• 06 Jan 2025
• Admin
• News Article

ANI Pharmaceuticals Introduces US FDA Approved Prucalopride Tablets

ANI Pharmaceuticals, Inc., a diversified biopharmaceutical company, announced that following final approval from the US Food and Drug Administration (FDA) for its Abbreviated New Drug Application (ANDA), the company has launched prucalopride tablets. ANI’s prucalopride tablets is the generic version of the reference listed drug (RLD) Motegrity.

"We are delighted to build momentum early in 2025 with the approval of the first generic for Motegrity, once again highlighting our superior R&D capabilities. The FDA has granted our prucalopride tablets a competitive generic therapy (CGT) designation, with 180-day exclusivity. ANI continues to hold the second-highest number of CGT approvals in the US generics market,” stated Nikhil Lalwani, president and chief executive officer of ANI.
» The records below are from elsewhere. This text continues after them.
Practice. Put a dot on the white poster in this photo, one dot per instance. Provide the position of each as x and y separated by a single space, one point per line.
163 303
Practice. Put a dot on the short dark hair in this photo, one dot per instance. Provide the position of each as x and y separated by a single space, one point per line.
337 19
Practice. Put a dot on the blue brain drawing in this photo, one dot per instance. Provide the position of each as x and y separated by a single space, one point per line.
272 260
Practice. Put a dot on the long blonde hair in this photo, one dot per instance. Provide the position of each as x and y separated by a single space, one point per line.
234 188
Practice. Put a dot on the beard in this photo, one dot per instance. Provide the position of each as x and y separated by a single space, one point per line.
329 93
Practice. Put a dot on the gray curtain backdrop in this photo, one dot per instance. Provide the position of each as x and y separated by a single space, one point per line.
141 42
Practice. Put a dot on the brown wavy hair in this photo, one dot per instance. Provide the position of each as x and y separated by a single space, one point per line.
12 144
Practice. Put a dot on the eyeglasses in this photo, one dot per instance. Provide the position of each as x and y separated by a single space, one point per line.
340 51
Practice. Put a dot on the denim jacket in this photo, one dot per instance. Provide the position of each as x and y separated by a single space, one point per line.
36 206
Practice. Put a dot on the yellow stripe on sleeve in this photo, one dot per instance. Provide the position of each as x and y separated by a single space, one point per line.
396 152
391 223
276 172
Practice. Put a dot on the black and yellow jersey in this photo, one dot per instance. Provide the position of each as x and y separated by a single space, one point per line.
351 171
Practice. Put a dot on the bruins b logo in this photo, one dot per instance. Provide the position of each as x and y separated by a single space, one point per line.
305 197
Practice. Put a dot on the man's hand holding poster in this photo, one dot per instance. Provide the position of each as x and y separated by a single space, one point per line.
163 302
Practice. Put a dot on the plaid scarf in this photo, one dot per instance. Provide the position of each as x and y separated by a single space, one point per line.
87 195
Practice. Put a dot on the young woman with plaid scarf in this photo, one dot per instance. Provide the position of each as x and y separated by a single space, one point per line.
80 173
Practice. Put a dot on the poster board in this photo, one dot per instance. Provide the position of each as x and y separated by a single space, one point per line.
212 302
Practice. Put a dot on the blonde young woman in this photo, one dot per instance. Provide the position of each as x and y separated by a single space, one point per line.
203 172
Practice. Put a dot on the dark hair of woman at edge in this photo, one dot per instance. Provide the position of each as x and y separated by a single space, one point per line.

US annual sales for prucalopride tablets total approximately $168.0 million, based on October 2024 moving annual total (MAT) IQVIA data.

ANI Pharmaceuticals, Inc. is a diversified biopharmaceutical company committed to its mission of “Serving Patients, Improving Lives"" by developing, manufacturing, and commercializing innovative and high-quality therapeutics. The company is focused on delivering sustainable growth through its rare disease business, which markets novel products in the areas of ophthalmology, rheumatology, nephrology, neurology, and pulmonology; its generics business, which leverages R&D expertise, operational excellence, and US-based manufacturing; and its established brands business.